Posted on: May 9, 2025

By SHARON O’MALLEY

The strip of land that separates Edmonston Road from Kenilworth Avenue in the Yarrow neighborhood has too few trees to serve as a sound barrier since most of them were removed to make way for a sidewalk.
Courtesy of Don Flanders

Residents who live on or near Edmonston Road parallel to Kenilworth Avenue are asking the city to plant noise-absorbing trees between the two streets to replace the ones removed to make room for a sidewalk.

They also plan to ask the state to conduct a sound study to determine whether a barrier wall, better speed enforcement on Kenilworth Avenue or another solution might tamp down noise that some say is so loud in the evenings that they cannot have conversations when they stand in their yards.

“I can’t hear my neighbor talking to me,” said Maria Cordone, who lives on Edmonston Road in the city’s Yarrow neighborhood and has written to the governor, to city, county and state officials, and to the police about the noise. “I can’t even sit out in the yard because of the noise.”

A group of residents in April met with City Councilmember Ray Ranker (District 3), who lives in College Park Estates, the community next to Yarrow. He said he sometimes hears noise from motorcycles and speeding cars from his house almost a mile away from Kenilworth Avenue.

Similarly, homeowners brought the issue up at a meet-and-greet event with the three candidates who ran in a special election to fill a vacant District 3 city council seat. Ranker won that election.

At the April meeting, Ranker explained that getting the state, which owns Kenilworth Avenue, to add a barrier wall in a community whose homes were built later after the highway was built or widened might be difficult. He said Kenilworth Avenue was widened into a divided highway in 1958; most Yarrow homes came along starting a year or two later.

And Nicole Freeh, who lives in Yarrow and works as a highway engineer for a private company, said a barrier wall is largely ineffective if the affected homes sit at a higher elevation than the road where the noise is occurring. An 18-foot wall, for example, would dull the noise heard by homes on elevations of about the same height from the road level, so “the first 100 feet benefit the most,” Freeh said. The homes on Baylor Avenue–the street behind Edmonston Road—sit much higher than the highway and would not get much relief from a barrier wall, Freeh estimated.

Plus, Freeh noted that constructing a wall would require the removal of additional trees.

Cordone said the thick strip of land separating Edmonston Road from Kenilworth Avenue effectively quieted much of the highway noise before the trees were removed and served as a visual barrier between the neighborhood and the state road.

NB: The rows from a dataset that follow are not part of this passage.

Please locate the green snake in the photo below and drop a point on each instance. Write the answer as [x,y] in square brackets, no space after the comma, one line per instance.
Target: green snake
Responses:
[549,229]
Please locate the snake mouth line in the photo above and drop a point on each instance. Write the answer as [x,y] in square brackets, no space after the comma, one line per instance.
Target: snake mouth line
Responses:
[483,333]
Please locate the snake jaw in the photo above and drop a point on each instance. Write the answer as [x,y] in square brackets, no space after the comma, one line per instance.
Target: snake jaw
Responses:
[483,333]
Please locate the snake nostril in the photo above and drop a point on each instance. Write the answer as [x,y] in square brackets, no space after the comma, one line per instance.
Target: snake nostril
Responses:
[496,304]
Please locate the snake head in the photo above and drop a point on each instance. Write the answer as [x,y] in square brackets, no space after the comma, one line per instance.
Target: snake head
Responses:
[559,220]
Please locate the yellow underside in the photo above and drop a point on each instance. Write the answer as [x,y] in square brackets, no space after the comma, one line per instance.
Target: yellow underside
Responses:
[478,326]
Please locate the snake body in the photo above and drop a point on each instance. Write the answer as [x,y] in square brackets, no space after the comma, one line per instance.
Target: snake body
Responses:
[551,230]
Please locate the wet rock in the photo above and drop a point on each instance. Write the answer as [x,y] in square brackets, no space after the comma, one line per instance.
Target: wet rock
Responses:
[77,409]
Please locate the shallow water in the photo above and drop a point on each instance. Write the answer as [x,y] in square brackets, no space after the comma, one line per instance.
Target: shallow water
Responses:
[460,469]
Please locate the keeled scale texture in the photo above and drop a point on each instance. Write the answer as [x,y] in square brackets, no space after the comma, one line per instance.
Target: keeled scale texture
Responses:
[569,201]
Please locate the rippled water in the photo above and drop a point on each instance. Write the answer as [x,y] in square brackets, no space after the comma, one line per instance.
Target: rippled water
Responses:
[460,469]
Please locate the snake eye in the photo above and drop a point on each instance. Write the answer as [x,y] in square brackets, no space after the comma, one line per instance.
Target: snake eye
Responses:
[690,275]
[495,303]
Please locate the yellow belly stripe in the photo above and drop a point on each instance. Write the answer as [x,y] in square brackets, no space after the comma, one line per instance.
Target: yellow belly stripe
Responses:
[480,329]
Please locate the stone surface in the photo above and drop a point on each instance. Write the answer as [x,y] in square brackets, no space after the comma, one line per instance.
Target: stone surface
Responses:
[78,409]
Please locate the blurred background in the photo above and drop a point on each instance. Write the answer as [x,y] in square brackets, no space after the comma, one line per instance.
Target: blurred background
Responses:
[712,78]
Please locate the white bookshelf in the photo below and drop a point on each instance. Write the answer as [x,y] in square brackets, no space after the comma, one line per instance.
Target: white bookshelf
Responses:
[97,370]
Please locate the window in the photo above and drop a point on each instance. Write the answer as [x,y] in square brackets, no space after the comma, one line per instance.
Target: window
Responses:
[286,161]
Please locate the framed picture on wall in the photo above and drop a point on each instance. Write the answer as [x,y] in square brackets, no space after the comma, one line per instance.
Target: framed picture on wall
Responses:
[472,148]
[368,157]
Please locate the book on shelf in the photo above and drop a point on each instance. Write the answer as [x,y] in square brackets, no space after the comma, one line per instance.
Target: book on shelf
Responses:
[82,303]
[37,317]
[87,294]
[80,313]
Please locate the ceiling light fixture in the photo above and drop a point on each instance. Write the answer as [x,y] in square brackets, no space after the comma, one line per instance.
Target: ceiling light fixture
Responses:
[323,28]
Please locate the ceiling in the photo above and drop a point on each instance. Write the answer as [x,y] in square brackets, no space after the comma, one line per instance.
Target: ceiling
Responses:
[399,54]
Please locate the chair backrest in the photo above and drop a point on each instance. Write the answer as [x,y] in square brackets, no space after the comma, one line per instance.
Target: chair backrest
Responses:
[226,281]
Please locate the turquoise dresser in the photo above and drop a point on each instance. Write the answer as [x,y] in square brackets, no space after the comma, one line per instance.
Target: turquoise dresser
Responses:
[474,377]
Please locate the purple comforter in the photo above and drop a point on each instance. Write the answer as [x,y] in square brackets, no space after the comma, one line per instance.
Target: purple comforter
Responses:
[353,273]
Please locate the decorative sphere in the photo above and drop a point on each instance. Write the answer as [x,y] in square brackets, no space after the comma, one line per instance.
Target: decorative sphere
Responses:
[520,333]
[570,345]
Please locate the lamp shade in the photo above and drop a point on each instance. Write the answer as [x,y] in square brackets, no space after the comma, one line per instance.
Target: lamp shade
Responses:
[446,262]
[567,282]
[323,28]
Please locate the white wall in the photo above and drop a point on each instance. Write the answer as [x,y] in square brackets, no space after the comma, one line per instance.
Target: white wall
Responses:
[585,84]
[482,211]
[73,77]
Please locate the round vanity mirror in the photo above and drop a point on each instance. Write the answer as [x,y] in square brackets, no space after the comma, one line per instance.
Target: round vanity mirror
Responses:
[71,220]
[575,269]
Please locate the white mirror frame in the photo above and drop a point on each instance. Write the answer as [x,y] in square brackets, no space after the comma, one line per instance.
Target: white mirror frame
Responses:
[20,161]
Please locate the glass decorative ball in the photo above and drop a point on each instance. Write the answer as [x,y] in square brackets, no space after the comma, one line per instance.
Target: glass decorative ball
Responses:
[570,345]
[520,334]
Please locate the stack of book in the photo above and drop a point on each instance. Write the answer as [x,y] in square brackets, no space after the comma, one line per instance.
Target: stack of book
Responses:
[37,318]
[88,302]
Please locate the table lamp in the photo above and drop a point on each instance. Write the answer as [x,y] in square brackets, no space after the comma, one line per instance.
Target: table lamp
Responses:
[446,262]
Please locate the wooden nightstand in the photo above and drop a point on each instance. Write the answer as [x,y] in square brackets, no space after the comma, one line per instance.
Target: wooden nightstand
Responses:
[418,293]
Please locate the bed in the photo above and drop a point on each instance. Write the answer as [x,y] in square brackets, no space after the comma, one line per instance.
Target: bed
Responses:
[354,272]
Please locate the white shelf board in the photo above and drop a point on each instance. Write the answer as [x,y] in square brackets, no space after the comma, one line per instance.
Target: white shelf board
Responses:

Now, she said, the remaining thin layer of trees, bare in some patches, is inadequate as a noise barrier.

“When I moved here in 2007/2008, we had a nice little forest there, and it did cut down on the noise,” said Cordone, who explained that the noise is loudest between 7 p.m. and 11 p.m.

The group’s next move is to meet with the city arborist on May 16 to ask the city to plant large, native trees on that strip of land, and not saplings, which would not offer much protection from the noise until they reach maturity years into the future.

The neighbors also said they will ask the city to support their request for a state-conducted sound study to determine whether a barrier wall is a feasible option or whether the state could take other noise-abatement measures, like installing speed cameras on Kenilworth Avenue.

Ranker said pressure from Yarrow residents could convince state and local officials to take action, but noted results could take time.

Still, he said, “You’ve got to start it. It would be easy to feel daunted by these big projects, but you’ve got to get it started to get it going.”